Gionna volvió a mirar el agua negra. Reconsideraba de nuevo sus planes. Estaba entre coger las maletas y buscar por otro destino, o quedarse y estorbar a aquellos bandidos. Pero antes tenía que comunicarle una cosa...

-Kyu... Estoy harta de haceros luchar.
-No discutamos más... Sabes que si no fuera por el hecho de aprender la facultad de utilizar a los pokémon para tu propia defensa y ofensiva no habrías aplacado la ira de la gran bestia.

Al fin, los argumentos que no encontró para mantener su postura ante los pensamientos de su entrenadora, los halló en ese momento. El recuerdo que mencionó su Umbreon le hizo revivir desagradables imágenes del pasado. Logró apartarlas y seguir su discurso.

-Ya te dije que me dieron una alternativa a la violencia.
-Ya... Un arma de doble filo... No es mejor que utilizarnos. Al menos tú sales ilesa.
-Pero el que está fuera de sí también. Y si lo daño antes, ya se cura. Mejor para el pokémon...

El chacal no toleraba que estuviera cambiando de pensar. Probablemente soltaría a todos sus compañeros, después de haber estado juntos en toda su pre-adolescencia, ya que no los necesitaría.
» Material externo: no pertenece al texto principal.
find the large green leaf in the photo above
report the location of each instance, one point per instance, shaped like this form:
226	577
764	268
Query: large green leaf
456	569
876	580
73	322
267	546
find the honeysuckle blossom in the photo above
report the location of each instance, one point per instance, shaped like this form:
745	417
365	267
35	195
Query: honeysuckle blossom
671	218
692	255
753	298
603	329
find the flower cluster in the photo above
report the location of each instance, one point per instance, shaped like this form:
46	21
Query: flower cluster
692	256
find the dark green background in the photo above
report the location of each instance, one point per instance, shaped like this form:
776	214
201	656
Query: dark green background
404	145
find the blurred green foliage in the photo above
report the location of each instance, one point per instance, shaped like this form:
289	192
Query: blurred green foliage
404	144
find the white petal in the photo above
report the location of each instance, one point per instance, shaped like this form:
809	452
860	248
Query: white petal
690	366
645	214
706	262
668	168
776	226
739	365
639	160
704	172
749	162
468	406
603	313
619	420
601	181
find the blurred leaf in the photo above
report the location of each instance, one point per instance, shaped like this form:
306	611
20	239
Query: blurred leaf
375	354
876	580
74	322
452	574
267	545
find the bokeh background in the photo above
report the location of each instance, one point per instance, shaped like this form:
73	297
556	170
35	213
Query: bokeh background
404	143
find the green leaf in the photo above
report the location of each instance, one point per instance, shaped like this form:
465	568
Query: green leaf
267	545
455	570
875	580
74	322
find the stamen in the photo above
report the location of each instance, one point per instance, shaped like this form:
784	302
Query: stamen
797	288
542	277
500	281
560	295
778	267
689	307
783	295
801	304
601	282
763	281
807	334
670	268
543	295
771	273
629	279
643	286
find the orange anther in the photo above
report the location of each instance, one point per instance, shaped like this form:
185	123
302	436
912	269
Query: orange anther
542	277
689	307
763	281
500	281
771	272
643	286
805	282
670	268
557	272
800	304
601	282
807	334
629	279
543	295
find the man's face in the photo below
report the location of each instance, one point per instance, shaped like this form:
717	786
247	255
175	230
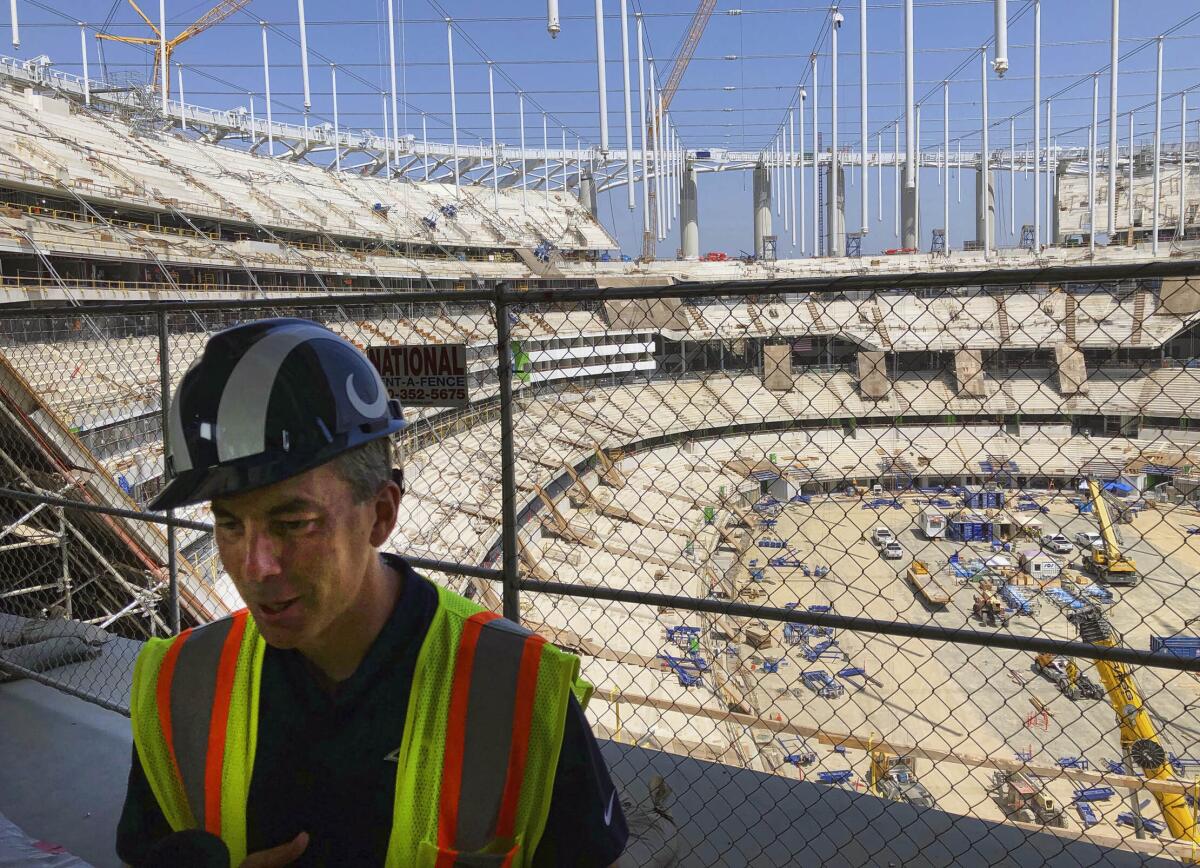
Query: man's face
298	552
Si su manejo de la máquina era mejor no requeriría ayuda alguna, y, según lo que le explicó durante la cena, todos los pokémon que ella interactuaba con el capturador los seguía y la obedecían, y podía liberarlos cuando quisiera. Ya no tendría que limitarse a lo que tenía. Con ello podía obtener más cosas, y mejor.

-Pero, sí, el aparato tiene sus pegas. Pegas muy grandes. Como me haga una quemadura de tercer grado tendrán que cortarme la mano, o hacerme un trasplante de piel.
-Por eso mismo. Si empiezas a ser como ellos, no podrás dibujar. Sacrificarás tu mayor virtud, ¿y para qué? ¿Para sacar la corrupción a un solo ser? Es un precio muy alto para poca cosa.

Logró sacarle la idea de unirse definitivamente a los rangers, dejándola otra vez sin saber qué hacer por esta región. Se quedaron un rato a escuchar el azote de las olas y contemplar a la hija de su propio planeta.

Volvieron al hotel provisional que les ofreció Julio. Las luces aún estaban encendidas, a la espera de algún apurado ciudadano, pero la única que atendía se había quedado sobando en la barra, y la enferma también decidió empezar sus horas de sueño. Hasta Google, que le esperaba, se durmió en el suelo. Con pasos sigilosos, por no estorbar el sueño del resto, se fue a la habitación que le tocaba para cerrar otro exhaustivo día más.